As part of their warm-up for the Game Developers Conference, Valve have rolled out two new features on Steam today, one for players and one for developers. For those playing games instead of making them, Steam Link is now officially usable outside of home networks, albeit in open beta. Anyone with home streaming set up from their PC and either a Steam Link box or app elsewhere can play their games on the go. Just don’t go expecting instant control response on action games. For developers, the full Steam networking API and infrastructure (as used by CS:GO and Dota 2) is now free and open to all.
The extended Steam Link service (now called Steam Link Anywhere) is currently in early beta, but accessible to all. So long as you’ve got sufficient bandwidth on your home computer and a decent internet connection on the receiving device, you can play anything, anywhere now. Still, it’s a given that this will work better for slower-paced games, thanks to the combination of encoding and network latency. Don’t expect to go improving your DMC5 scores when playing from the other end of the country, but at least you’ll be able to sneak in a lunch break round of Civ via your under-powered work tablet.

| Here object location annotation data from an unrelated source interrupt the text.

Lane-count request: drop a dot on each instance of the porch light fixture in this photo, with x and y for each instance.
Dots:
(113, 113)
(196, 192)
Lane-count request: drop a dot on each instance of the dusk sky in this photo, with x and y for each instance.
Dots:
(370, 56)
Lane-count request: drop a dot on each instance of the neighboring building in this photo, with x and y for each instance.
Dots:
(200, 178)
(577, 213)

For those making games, Valve have opened up the Steam Networking Sockets APIs to all developers. Part of this is better development tools, but more importantly, Valve are letting developers route network traffic through Steam’s own infrastructure now. Valve explain the system here, and among the perks for developers are anonymized network traffic (protecting servers and clients from DDOS attacks) and potentially lower pings through Valve’s networks. Valve have also made some of their networking software open-source and available via GitHub.

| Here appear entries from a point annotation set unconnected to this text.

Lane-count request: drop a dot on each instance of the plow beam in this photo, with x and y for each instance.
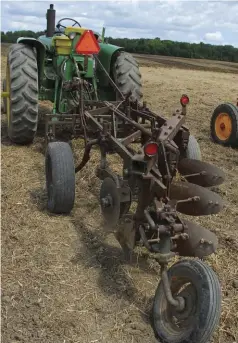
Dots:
(201, 173)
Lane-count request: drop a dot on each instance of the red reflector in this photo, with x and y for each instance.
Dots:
(151, 149)
(184, 100)
(87, 44)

Whether intended or just coindidental in its timing, this feels like a logical escalation after Epic made their cross-platform networking tools available to everyone – both moves which benefit everyone involved. With both companies putting better tools and professionally maintained infrastructure in the hands of even smaller developers, everyone seems to come out a winner here. Developers initially, but if Valve’s claims of lower pings and DDOS protection are accurate, then players may yet feel some improvements in time, too.